For all that we spend, our system is grossly inefficient. Consider the enormous regional variation in costs across the country. Take two average Medicare patients. One’s from Minneapolis. Average cost for a year’s care: about $5,200. In Miami? A little over $11,000.

The data show that the price of individual things — an operation, a hospital stay, and prescription drugs — varies very little. It’s how many of those things doctors prescribe that accounts for the difference. For whatever reason, Medicare patients get a lot more care in Miami than Minneapolis.

Here’s what’s really disturbing. The Miami patients – as one researcher put it – “do not have better health outcomes.” They don’t even have more “satisfaction with care.” Its $6,000 more and no better outcomes – and that’s for those who have access to health care!

Why are drug prices so much higher here than in other countries? Partly because other countries impose price controls. That means Americans subsidize the research and innovation that helps the rest of the world. That’s unfair. It’s an important trade issue. We need to address it.

Companies that stop providing insurance are likely to become not more competitive – but less. Many employees will go without coverage. Uninsured employees risk more illness. More disability. More absenteeism. That drags the employees and their companies down. It also drags down the economy.

Just spending less won’t fix our problem. Changing who pays won’t fix it. Although we must reduce waste, cutting waste alone won’t fix it. The bottom line is this: We pay a lot to cover only part of our problem. So our target cannot just be health care premiums. When we look not through the narrow lens but the wide-angle, it’s clear. Our target must be illness.

Government spending – Medicare, Medicaid, VA and other programs – makes up about half of our total spending on health care. Private insurance is only about a third.

We must take the long view. We must invest in prevention and wellness to reverse the burden of illness and disease. Less than half of American companies and nonprofits offer any wellness programs.

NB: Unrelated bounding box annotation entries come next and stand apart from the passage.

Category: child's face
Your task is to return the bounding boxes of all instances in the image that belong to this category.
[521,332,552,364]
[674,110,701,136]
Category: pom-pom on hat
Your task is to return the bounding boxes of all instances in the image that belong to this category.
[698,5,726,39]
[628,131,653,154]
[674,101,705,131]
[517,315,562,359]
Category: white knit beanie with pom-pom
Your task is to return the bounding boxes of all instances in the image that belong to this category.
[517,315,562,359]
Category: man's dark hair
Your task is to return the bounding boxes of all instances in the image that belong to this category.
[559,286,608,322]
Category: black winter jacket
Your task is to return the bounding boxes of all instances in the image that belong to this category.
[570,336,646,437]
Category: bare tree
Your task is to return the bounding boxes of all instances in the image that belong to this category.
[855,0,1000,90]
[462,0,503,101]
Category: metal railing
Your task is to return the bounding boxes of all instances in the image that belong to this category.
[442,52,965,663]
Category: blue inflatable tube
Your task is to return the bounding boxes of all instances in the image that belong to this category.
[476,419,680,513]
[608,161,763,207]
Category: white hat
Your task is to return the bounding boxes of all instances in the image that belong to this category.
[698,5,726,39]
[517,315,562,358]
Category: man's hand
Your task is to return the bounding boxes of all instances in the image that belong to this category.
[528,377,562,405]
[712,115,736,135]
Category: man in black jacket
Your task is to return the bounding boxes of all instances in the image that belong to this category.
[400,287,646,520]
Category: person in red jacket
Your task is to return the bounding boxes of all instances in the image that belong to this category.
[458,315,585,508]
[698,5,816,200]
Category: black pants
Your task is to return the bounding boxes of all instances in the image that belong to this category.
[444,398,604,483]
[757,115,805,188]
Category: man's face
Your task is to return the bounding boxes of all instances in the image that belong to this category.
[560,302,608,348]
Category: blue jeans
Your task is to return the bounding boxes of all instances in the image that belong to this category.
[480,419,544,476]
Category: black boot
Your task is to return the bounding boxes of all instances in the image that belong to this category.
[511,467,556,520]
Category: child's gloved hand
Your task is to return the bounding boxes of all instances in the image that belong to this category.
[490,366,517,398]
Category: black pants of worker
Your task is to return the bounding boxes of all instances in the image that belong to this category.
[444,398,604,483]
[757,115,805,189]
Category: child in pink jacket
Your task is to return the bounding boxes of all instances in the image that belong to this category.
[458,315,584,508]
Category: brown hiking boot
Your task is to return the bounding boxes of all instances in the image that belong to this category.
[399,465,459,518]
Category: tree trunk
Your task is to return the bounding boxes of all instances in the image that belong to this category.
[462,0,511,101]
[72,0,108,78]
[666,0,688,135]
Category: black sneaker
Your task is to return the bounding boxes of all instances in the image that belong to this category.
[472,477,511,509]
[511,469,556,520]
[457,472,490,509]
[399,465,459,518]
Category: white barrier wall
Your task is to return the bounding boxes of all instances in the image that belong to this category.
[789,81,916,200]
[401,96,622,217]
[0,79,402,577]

Let’s deal with a problem that endangers the health of Americans and the health of our economy: the 46 million Americans with no health insurance. It’s a scandal. An outrage. In addition, it’s a huge economic cost.

I believe it’s time to provide quality, affordable health care for all Americans. What would a successful plan involve? . . . Here are four elements that make sense to me as a starting point:

• Choice of doctors and plans: Americans want to preserve individual freedoms. They value this one.

• Core health care benefit: There’s a difference between a tummy-tuck and a mammogram. We should make the vital treatments available to everyone.

• Preventive Care: We spend 93 cents of every health dollar on treating illness --- and 7 cents on preventing it. That’s like putting all our energies into treating bullet wounds of our police – and none in bullet-proof vests.

• Electronic records: There’s Institute of Medicine data suggesting between 50,000 and 100,000 deaths each year because we use paper records. Inexcusable.

We must have a partnership between government, the private sector, labor, and nonprofits. That includes patient and physician groups. All the stakeholders – governments, businesses, individuals – have skin in the game. Each must maintain an active voice in determining the rules of the game. This will help ensure that long-range benefits are not crowded out of the debate by short-term cost constraints.

If there’s one thing I hope to see in the year ahead, it’s this: a partnership where industry, government, nonprofits, and academics don’t mask our differences but explore them. Where we don’t dig in our heels but roll up our sleeves. Where we use common sense to find common ground – and take the bold steps we really need.